То же сделали с Фриновским и его шефом Ежовым. Оба перед смертью прошли через ад.

Павленко сдох без трагических обстоятельств — нелепо. Он был большой советский барин, четырежды лауреат Сталинской премии, находился в расцвете лет. Жил в Ялте, изображал Чехова. Прихватило сердце, вызвал «скорую помощь», а у врача — такого, каких эта поганая власть вырастила — при себе не оказалось нитроглицерина. Забыл взять. Я с удовольствием представляла себе эту картину. Лежит Павленко, хватает воздух синими губами, хрипит, а врач райбольницы шарит в саквояже, чешет затылок, говорит: «Ой, товарищ писатель, я жутко извиняюсь, накладочка вышла».

Ненавистные имена из моего списка одно за другим вычеркнул Бог. Наверное, из-за этого я стала в него верить. Из-за этого и из-за двери…

[В этом месте голос, уже несколько минут почти неразборчивый, вдруг сделался звучнее. Сиделка разобрала последнюю фразу, переспросила: «Какой двери?» Больная не услышала, но некоторое время опять говорила отчетливо.]

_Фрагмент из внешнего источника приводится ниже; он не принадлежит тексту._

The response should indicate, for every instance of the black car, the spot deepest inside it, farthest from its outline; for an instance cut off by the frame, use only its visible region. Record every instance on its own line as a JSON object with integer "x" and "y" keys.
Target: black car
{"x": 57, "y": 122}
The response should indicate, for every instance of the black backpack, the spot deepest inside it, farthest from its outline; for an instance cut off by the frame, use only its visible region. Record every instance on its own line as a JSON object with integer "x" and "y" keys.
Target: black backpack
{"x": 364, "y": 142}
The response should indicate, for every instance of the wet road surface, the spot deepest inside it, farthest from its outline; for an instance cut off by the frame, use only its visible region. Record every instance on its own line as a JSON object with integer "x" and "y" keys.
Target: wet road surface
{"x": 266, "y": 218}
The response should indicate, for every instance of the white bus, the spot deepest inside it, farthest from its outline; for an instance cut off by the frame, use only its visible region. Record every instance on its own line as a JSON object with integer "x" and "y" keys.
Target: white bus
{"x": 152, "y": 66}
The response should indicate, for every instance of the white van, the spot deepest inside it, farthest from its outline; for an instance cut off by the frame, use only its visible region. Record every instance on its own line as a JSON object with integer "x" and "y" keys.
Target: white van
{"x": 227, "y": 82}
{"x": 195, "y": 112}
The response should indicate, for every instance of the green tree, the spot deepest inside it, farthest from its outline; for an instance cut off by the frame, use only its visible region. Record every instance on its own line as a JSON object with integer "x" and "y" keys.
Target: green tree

…История Райхмана мне, конечно, тоже сильно прочистила душу. К тому времени когда я восстановила всю картину Осиной гибели — по материалам дела, по рассказам свидетелей — из всех убийц в живых оставался только он, Леонид Федорович Райхман, курировавший в органах «работу с творческой интеллигенцией» и впаявший Осе «антисоветскую агитацию». Я узнала, что он на пенсии, живет в Москве. Стала, как коршун, описывать вокруг него круги, всё ближе. Собрала сведения. Оказалось, что после Осиного дела Райхман взобрался по карьерной лестнице очень высоко, дослужился до генерал-лейтенанта. Был женат на знаменитой балерине Лепешинской. А после войны, когда началась борьба с сионизмом, угодил под каток антисемитских репрессий. Его арестовали, мордовали. Если б не «оттепель», наверняка расстреляли бы. А так посидел и выпустили. Но лишили звания и орденов, вышвырнули из жизни, балерина ушла от него к другому генералу. Теперь Райхман тихий старичок, который накопил из пенсии денег на телескоп, смотрит по ночам на звезды и пишет книжки о диалектике бытия небесных тел. Тела и дела земные его больше не интересуют. Я сходила в общество «Знание» на его лекцию, что-то про космологию. Потом подошла, спросила, не представившись, помнит ли он дело поэта Мандельштама. «Конечно помню, — отвечает. — Ужасно его было жалко. Я сделал всё, что мог — переквалифицировал обвинение с участия в заговоре на агитацию. Это всего пять лет, меньше тогда просто не давали». Я ему говорю: «Осип Эмильевич не выдержал даже этапа». Райхман мне со вздохом: «А я мечтал об этапе, когда меня месяц за месяцем перемалывали на «конвейере». И о смерти тоже мечтал. Не знаю, кто вы Мандельштаму, но, поверьте, я за всё заплатил». По нему и видно было, что заплатил.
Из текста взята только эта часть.